Lecture #2: Adventures in Vienna
When Beethoven arrived in Vienna in the early 1790s, he made his initial mark on the city as a brilliant pianist, the likes of which had never been seen before. In our second week of Beethoven’s “early” period, we delve deep into the Piano Concerto No. 2, Op. 19, the piece that launched his reputation.
Lecture #3: A Bold New Sound
In the early years of the 19th century, Beethoven claimed to a friend that he was unhappy with his work to date, and “…from henceforth, I shall strike out on a new path.” The new path was the start of his second creative “middle” period, and his glorious Symphony No. 3, subtitled “Eroica,” was the launching pad.
Lecture #4: An Artist at the Height of his Powers
Dedicated to his friend and patron, Count Waldstein, the Piano Sonata, Op. 53 is classic “middle” period Beethoven. Now composing for a quickly-developing keyboard instrument, this sonata is known for its infectious driving rhythms, surging power and exuberance—qualities we’ve come to think of as trademarks of Beethoven’s sound.
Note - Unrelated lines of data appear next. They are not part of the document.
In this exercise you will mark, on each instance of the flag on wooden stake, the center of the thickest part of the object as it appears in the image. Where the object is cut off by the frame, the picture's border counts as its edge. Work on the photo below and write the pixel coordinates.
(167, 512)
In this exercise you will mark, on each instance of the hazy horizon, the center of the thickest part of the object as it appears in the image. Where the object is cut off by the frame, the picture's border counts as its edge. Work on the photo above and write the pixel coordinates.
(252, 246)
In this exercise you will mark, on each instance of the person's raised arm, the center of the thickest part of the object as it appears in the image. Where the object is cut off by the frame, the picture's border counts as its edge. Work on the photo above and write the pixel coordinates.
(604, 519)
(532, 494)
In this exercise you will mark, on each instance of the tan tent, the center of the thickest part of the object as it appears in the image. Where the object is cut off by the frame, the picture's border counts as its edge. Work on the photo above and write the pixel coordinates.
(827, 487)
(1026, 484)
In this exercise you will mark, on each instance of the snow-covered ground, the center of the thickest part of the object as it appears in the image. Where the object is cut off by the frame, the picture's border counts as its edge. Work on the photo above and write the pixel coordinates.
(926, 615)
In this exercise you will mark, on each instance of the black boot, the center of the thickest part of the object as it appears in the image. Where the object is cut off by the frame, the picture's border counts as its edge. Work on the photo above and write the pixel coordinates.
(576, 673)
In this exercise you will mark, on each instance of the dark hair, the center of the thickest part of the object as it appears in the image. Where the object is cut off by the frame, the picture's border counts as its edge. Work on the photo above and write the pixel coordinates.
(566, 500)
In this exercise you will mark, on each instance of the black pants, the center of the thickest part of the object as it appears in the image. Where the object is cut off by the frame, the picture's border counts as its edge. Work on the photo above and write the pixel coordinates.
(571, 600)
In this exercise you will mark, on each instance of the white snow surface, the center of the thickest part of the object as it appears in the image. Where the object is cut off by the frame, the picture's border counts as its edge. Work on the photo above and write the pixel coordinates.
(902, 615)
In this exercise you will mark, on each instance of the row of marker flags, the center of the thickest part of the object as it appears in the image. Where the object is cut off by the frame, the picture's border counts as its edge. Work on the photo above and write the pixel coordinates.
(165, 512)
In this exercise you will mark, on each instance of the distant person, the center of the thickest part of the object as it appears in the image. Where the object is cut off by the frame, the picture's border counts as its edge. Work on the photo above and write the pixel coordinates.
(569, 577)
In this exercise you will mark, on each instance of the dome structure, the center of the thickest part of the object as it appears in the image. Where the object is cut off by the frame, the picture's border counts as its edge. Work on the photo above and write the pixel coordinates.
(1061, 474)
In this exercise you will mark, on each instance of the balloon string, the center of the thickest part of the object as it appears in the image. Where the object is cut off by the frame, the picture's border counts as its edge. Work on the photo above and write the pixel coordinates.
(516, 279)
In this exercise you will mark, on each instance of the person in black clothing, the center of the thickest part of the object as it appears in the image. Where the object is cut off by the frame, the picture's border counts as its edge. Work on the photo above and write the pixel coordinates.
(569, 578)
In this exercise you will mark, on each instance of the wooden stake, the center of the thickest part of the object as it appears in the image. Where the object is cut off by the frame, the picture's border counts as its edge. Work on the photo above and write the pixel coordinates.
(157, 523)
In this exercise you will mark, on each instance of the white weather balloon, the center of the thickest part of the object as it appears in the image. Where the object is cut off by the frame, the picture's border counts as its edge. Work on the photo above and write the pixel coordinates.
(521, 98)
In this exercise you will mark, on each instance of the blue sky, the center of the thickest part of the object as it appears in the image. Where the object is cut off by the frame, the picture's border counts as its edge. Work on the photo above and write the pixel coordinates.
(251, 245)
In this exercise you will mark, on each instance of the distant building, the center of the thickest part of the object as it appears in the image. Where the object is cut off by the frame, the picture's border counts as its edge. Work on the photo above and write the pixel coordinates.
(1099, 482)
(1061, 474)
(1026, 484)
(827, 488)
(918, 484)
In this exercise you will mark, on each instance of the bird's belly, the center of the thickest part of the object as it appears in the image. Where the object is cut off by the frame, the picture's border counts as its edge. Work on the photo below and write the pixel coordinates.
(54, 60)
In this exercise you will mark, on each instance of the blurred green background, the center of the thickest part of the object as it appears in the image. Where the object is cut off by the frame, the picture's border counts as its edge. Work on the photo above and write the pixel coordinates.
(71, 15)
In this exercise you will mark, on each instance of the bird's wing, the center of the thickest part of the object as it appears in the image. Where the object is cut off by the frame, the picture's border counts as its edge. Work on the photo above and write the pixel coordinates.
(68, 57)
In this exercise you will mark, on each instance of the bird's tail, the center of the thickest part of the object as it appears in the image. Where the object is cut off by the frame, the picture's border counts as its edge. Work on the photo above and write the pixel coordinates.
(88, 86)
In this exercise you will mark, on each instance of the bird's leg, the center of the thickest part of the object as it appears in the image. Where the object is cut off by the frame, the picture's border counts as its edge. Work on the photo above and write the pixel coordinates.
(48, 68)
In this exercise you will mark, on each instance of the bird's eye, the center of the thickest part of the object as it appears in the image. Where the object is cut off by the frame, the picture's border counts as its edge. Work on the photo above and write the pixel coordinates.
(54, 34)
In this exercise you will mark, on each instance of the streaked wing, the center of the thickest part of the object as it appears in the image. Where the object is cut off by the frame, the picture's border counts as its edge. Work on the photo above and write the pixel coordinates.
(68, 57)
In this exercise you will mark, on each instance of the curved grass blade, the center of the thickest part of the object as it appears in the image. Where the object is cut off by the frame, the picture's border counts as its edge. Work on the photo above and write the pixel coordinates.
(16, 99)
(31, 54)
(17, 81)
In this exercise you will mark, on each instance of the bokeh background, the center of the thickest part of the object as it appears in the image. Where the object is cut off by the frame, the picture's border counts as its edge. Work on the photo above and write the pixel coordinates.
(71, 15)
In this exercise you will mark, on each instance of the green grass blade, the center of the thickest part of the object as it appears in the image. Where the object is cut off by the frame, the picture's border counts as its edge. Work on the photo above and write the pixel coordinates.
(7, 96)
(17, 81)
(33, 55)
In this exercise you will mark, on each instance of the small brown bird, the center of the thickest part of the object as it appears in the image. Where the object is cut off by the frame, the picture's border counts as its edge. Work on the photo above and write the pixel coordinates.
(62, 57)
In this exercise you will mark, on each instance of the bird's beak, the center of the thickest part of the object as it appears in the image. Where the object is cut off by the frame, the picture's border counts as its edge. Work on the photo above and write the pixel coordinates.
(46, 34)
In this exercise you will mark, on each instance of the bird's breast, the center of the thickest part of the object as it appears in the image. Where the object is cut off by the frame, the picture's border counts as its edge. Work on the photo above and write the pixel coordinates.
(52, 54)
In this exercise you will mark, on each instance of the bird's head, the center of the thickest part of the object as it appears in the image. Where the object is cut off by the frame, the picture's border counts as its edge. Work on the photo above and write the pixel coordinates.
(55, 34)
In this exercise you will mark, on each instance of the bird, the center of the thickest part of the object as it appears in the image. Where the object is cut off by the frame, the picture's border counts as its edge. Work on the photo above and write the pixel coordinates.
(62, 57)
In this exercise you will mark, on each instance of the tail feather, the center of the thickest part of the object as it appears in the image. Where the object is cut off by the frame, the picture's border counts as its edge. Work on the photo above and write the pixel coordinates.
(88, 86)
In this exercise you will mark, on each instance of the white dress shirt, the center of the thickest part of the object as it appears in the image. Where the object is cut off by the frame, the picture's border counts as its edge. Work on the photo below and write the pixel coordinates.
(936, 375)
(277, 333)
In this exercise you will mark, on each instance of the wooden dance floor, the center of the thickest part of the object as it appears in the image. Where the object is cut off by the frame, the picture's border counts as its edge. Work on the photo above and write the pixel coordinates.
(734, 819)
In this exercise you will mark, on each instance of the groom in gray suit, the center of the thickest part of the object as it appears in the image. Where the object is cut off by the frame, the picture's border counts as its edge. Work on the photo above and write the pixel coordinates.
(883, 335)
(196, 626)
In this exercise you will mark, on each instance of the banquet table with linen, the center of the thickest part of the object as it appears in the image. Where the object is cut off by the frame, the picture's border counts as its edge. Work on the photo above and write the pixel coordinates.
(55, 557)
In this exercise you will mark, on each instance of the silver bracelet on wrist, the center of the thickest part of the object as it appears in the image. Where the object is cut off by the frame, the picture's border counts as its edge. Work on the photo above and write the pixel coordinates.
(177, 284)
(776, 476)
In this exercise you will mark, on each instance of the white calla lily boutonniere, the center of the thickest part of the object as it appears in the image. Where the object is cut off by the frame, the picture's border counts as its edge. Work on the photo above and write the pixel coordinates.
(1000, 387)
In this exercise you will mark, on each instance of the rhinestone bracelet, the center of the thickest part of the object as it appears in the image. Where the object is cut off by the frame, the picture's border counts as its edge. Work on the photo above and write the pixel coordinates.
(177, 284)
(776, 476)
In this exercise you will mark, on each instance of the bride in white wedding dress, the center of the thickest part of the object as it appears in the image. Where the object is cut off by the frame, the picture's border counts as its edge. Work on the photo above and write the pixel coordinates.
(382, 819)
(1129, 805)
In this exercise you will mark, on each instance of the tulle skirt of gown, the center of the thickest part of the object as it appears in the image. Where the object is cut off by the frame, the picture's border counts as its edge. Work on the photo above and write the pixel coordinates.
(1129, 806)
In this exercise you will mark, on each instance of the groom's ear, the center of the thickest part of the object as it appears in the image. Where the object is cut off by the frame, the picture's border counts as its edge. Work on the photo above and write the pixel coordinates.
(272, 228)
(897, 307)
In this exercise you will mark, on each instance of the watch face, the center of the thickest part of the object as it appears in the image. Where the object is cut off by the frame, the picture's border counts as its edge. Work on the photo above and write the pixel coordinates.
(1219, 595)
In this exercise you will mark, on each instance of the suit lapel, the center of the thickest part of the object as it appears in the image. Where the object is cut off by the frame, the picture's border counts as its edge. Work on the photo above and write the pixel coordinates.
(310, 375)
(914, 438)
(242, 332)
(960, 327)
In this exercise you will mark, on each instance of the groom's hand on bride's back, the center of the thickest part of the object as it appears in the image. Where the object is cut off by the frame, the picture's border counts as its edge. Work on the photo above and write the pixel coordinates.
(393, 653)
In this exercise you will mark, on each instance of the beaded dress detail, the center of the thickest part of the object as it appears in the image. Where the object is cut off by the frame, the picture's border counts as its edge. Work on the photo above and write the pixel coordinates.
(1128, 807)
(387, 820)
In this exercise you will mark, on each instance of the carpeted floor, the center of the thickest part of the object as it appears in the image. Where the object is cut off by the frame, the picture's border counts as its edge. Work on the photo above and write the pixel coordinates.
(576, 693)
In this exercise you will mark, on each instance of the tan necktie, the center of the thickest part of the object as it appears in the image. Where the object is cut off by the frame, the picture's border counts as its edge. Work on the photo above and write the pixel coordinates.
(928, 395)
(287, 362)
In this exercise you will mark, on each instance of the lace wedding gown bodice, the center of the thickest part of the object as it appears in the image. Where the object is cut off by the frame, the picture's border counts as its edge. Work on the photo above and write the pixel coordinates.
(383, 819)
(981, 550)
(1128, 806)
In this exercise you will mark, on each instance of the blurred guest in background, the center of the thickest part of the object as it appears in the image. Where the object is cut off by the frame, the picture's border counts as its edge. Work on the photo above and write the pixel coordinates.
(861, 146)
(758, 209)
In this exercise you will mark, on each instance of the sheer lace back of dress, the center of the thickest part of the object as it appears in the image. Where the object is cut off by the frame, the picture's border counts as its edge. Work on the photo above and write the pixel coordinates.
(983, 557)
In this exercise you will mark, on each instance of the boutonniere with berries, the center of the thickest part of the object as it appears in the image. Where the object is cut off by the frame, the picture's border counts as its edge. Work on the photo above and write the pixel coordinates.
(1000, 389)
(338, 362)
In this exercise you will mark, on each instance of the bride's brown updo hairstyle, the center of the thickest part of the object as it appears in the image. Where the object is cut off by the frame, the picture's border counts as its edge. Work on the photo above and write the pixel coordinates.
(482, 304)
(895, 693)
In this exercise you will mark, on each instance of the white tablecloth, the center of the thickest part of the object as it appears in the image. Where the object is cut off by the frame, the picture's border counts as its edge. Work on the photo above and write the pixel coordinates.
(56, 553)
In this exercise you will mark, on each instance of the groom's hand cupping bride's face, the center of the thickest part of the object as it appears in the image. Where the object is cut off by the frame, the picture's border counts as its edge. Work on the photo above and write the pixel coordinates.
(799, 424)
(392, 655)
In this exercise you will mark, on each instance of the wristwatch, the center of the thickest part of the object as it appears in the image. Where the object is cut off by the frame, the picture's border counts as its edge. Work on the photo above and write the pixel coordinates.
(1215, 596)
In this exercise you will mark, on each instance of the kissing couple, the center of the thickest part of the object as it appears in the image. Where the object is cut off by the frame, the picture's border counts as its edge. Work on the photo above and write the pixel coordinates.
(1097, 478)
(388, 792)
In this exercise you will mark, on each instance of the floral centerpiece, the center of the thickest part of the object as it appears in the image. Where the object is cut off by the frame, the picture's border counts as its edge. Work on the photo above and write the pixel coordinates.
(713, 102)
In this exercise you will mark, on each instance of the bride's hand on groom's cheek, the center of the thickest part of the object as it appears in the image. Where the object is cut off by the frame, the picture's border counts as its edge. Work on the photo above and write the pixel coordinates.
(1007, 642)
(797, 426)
Lecture #5: A New Spirituality and Universality
Now virtually stone deaf, in his third and final “late” period, Beethoven sought to further stretch beyond the 18th century musical styles, creating music with a new spirituality and universality. The final string quartet, Op. 135, premiered after his death in 1827, expresses a calming sense of serenity, resignation and acceptance.
Lecture #6: A Lasting Musical Legacy
Breaking with traditional symphonic form by adding vocal soloists and a chorus, the great Symphony No. 9 captures Beethoven’s dream of humanity achieving happiness here on earth. His setting of the epic poem, “Ode to Joy” by Friedrich Schiller in the finale, extols the universal and perennially-valid concepts of unity, brotherhood and love.